Il primo a prendere la parola è stato Carretta: «Il 4 maggio era, è e sarà per sempre una ricorrenza di tutta la città. È come se tutto si fermasse, in nome di un valore collettivo. E quando le emozioni diventano un valore collettivo è perché dietro ci sono tante singole sensazioni che danno un’identità al momento che stiamo vivendo». Anche Don Riccardo Robella è visibilmente emozionato: «Siamo qui a parlare di cose eterne. Con il passare degli anni uno potrebbe pensare che la memoria vada spegnendosi e invece tutti gli anni qui siamo sempre di più. Segno che c’è qualcosa di strano, misterioso e bellissimo.
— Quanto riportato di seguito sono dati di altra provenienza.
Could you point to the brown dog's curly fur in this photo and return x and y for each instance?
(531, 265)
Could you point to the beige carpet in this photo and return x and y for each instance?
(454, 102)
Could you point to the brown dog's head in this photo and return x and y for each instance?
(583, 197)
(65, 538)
Questo è il luogo del silenzio: ancora una volta guardare questi ragazzi è sì fare un tuffo nel passato, ma anche far fiorire la speranza e guardare al futuro. C’è qualcosa che va oltre la gloria e lo sport: è l’eternità».

Il ricordo non muore mai

Per Susanna Egri il ricordo non muore mai: «Mi vengono in mente i discorsi che mio padre faceva tutte le domeniche a tutti i calciatori riuniti. Ho ritrovato un suo bigliettino in cui scriveva “ricordarsi di dire a Ballarin di sorridere”. Quel gruppo straordinario non era solo l’addizione di tanti campioni, ma una compagine. E anche se oggi viene difficile dirlo, io provo a ripeterlo ogni volta: cerchiamo di sorridere. Il Grande Torino è di tutti». Chiude Maria Grazia Grippo (parente di Eusebio Castigliano, centrocampista del Grande Torino: era un cugino del nonno materno): «Per il legame familiare che ho con la storia del Grande Torino è una grande emozione essere qui. Mio nonno mi raccontava spesso che Eusebio si sentiva un privilegiato e per questo spesso tornava a Vercelli, la sua città, per restituire a familiari e amici ciò che la vita gli aveva dato». Rimangono il silenzio e la commozione, al Cimitero Monumentale. Mentre fuori succede “un 4 maggio”.